What the generated code looks like
Clean, production-ready CSS — no vendor bloat, no unnecessary declarations.
/* Specificity: (a, b, c) where a=IDs, b=classes/attrs/pseudoclasses, c=elements */
/* (0,0,1) — one element */
h1 { }
/* (0,1,0) — one class */
.title { }
/* (0,1,1) — one class + one element */
h1.title { }
/* (1,0,0) — one ID */
#hero { }
/* (1,1,1) — one ID + one class + one element */
#hero .title h1 { }
/* (0,0,0) — :where() has zero specificity */
:where(.title) { }
/* !important overrides everything but creates technical debt */
.override { color: red !important; }Common mistakes & how to fix them
A few habits trip people up. Here is what to watch for — and the exact fix.
Using ID selectors for styling components
ID selectors (specificity 1,0,0) overpower all class selectors. Overriding them requires !important or another ID selector.

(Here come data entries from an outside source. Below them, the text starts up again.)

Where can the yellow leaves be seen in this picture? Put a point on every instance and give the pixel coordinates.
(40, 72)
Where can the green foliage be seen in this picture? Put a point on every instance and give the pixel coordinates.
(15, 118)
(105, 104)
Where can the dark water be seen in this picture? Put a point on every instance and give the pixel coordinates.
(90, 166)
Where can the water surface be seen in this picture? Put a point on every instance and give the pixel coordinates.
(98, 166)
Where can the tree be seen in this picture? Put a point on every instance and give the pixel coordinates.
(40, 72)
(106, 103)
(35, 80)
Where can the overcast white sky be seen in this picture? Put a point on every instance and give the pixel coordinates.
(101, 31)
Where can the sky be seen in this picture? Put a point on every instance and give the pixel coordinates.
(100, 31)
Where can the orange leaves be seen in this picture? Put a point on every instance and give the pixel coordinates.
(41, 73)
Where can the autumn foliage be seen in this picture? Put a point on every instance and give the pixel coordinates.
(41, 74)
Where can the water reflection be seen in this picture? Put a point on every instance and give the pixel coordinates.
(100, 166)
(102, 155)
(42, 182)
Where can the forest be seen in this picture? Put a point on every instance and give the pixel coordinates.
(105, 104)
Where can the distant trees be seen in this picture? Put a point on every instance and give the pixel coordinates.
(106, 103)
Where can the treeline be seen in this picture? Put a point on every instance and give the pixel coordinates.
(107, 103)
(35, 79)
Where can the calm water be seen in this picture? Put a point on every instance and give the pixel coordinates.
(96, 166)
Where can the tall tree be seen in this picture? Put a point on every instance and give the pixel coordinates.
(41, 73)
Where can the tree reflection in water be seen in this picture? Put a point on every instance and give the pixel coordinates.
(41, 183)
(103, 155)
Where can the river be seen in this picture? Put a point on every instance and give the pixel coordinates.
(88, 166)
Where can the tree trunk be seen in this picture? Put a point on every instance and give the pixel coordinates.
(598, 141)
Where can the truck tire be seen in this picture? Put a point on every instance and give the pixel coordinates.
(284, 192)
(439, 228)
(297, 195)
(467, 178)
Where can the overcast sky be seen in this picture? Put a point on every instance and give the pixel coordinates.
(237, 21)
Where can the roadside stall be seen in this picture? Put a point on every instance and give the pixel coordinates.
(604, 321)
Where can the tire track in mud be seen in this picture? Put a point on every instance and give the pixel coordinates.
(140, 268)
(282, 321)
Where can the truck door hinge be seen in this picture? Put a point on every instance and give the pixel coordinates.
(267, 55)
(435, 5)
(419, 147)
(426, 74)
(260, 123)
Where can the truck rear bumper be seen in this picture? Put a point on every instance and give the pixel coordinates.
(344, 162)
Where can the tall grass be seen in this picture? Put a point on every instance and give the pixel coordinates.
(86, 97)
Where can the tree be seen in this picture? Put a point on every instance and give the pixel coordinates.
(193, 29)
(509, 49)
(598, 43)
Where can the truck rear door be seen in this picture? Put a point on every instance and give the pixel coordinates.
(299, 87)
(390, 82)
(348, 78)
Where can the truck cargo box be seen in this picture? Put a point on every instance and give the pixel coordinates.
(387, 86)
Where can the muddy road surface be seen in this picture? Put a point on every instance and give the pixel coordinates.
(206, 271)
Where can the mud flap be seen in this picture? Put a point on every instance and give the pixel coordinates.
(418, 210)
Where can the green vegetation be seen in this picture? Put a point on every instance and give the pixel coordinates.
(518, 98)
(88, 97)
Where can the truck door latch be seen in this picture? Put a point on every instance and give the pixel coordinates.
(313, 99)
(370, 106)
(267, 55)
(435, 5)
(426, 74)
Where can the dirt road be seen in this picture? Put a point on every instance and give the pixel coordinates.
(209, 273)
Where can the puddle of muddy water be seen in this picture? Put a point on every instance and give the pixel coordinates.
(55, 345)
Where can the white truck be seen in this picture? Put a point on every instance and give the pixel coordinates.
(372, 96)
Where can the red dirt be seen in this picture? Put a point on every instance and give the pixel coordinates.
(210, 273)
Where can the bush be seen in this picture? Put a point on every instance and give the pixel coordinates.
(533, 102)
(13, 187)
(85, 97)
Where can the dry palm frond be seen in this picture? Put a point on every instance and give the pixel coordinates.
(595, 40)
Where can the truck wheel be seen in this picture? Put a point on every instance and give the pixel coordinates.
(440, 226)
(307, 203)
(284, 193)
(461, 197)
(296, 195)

Fix: Reserve IDs for JavaScript hooks and anchor targets. Use classes for all styling. This keeps specificity manageable.
Overusing !important
!important overrides inline styles and all specificity. When multiple rules use !important, specificity applies among them, creating !important wars.
Fix: Use !important only for user-facing overrides (accessibility zoom stylesheets). In component CSS, use :is() or :where() to manage specificity deliberately.
Pro tips for better results
:is() and :not() use the specificity of their most specific argument
:is(#id, .class) has specificity (1,0,0) because the most specific argument is #id. :where() has zero specificity regardless of its contents, making it ideal for reset styles.